Apple's A4 Processor is Based on Cortex A8, Not A9?

cmaier · Mar 2, 2010

lilo777 said:
But... The computer has to run flash to be useful

The missile nose cone targeting microprocessor I developed for DARPA ran Flash 1.0. Missiles get bored on those long flights and like to play flash hangman.

holmesf · Mar 2, 2010

diamond.g said:
So when you run out of physical ram all you can do is (hopefully gracefully) die?

I wonder if that is why there haven't been any games that really push iPhone OS devices. It appears that the (later) hardware is capable of Gears of War type graphics (purely on a technical level) but RAM shortage can be problematic.

If you run out of physical RAM in iPhone OS the OS will notify your application and you can either:
1. free up some memory or
2. die

But I don't think that's why developers aren't pushing the envelope. My guess is that its for reverse compatibility. I have a first generation iPod touch, and the thing is slow as sin compared with the most recent generation and doesn't support OpenGL ES 2.0, so no games based around shaders. I think there's too many people like me for developers to justify the extra development effort for higher power games.

In terms of RAM usage: developers can always manually load and unload resources to stay within RAM limits, and usually they can make smarter decisions about which resources to load/unload when compared with the OS VM pager. I also don't know of any game consoles (correct me if I'm wrong) which have disk backed virtual memory, and developers seem to be able to work with them just fine (though they tend to complain about RAM squeeze to be sure).

Back in the early days adding a VM pager was considered a (somewhat) acceptable way to increase effective memory capacity without getting more RAM, but since the gap between hard disk and main memory has increased since then, the purpose of the pager is more a last-ditch feature for stability: if the working set of your workload uses more physical memory than you are pretty hosed performance wise.

840quadra · Mar 2, 2010

kernkraft said:
I'm sorry, but who are you again? (Not my words...)

haha ok. I am both honored and flattered to be both copied and quoted by such a well respected poster.

holmesf said:
<snip>

Back in the early days adding a VM pager was considered a (somewhat) acceptable way to increase effective memory capacity without getting more RAM, but since the gap between hard disk and main memory has increased since then, the purpose of the pager is more a last-ditch feature for stability: if the working set of your workload uses more physical memory than you are pretty hosed performance wise.

I assume you are discussing the Access Speed, not the size gap?

I am curious to see how this does or doesn't change on desktop systems in the future as SSD becomes more popular / standard. While it still is slower to access than physical memory, it is still much quicker than rotating storage.

Jaro65 · Mar 2, 2010

Chundles said:
Looked plenty fast enough in the videos, not like I'm doing Handbrake rips on it.

Interesting tid bit but is the processor really important in a product like this?

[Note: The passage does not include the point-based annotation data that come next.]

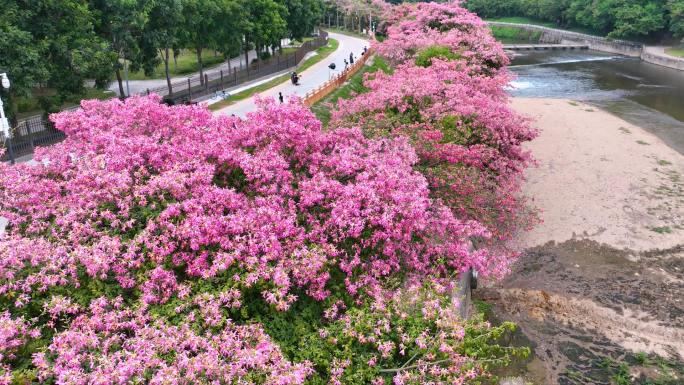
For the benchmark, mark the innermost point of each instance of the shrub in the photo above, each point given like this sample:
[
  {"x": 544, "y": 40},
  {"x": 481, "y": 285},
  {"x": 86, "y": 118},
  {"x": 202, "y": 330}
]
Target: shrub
[
  {"x": 446, "y": 95},
  {"x": 162, "y": 244}
]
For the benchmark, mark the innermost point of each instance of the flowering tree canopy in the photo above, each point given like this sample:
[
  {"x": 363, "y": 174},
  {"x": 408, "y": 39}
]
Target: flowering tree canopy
[
  {"x": 164, "y": 245},
  {"x": 446, "y": 94},
  {"x": 154, "y": 236}
]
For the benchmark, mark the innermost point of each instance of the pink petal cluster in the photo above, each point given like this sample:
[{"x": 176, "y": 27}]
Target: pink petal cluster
[
  {"x": 111, "y": 344},
  {"x": 455, "y": 112},
  {"x": 137, "y": 248}
]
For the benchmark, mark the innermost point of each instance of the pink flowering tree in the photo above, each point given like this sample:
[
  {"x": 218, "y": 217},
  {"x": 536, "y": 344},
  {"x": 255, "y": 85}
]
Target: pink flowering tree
[
  {"x": 445, "y": 93},
  {"x": 161, "y": 244}
]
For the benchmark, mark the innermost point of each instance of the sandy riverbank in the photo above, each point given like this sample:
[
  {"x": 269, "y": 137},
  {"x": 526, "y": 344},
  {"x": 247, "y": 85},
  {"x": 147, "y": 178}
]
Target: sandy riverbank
[
  {"x": 601, "y": 178},
  {"x": 603, "y": 276}
]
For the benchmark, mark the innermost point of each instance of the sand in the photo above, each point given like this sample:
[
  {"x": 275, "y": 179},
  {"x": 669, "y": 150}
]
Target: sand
[
  {"x": 601, "y": 178},
  {"x": 603, "y": 275}
]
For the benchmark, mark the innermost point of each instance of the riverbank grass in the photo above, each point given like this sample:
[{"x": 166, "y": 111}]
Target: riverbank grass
[
  {"x": 678, "y": 52},
  {"x": 322, "y": 53},
  {"x": 28, "y": 107}
]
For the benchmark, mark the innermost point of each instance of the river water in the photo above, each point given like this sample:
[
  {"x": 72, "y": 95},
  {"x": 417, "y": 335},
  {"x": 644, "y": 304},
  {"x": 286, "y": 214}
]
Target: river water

When I look at the performance difference between my original iPhone and an iPhone 3G (don't have a 3GS phone) that I would certainly say "yes".

holmesf · Mar 2, 2010

840quadra said:
haha ok. I am both honored and flattered to be both copied and quoted by such a well respected poster.

I assume you are discussing the Access Speed, not the size gap?

I am curious to see how this does or doesn't change on desktop systems in the future as SSD becomes more popular / standard. While it still is slower to access than physical memory, it is still much quicker than rotating storage.

Definitely access speed. I believe that actually hard disk capacity has increased at an exponential rate exceeding both CPU speed and RAM speed. Hard disk latency, on the other hand, has only decreased by a few times since the early 1990s.

I'm curious to see how SSDs affect things too. I've run benchmarks that suggest that disk swapping performance on Mac OS X is limited by disk bandwidth, not latency, and so SSDs biggest advantage (the latency) wouldn't help there, but the increased bandwidth would.

On the other hand, maybe you don't want to use SSDs to back physical memory since it could affect the longevity of the drive negatively? I really don't know anything about SSDs though.

AidenShaw · Mar 2, 2010

gnasher729 said:
Now assume that when whichIndexArray contains FALSE, indexArray1 contains large random numbers. Then the processor will try to read a random location.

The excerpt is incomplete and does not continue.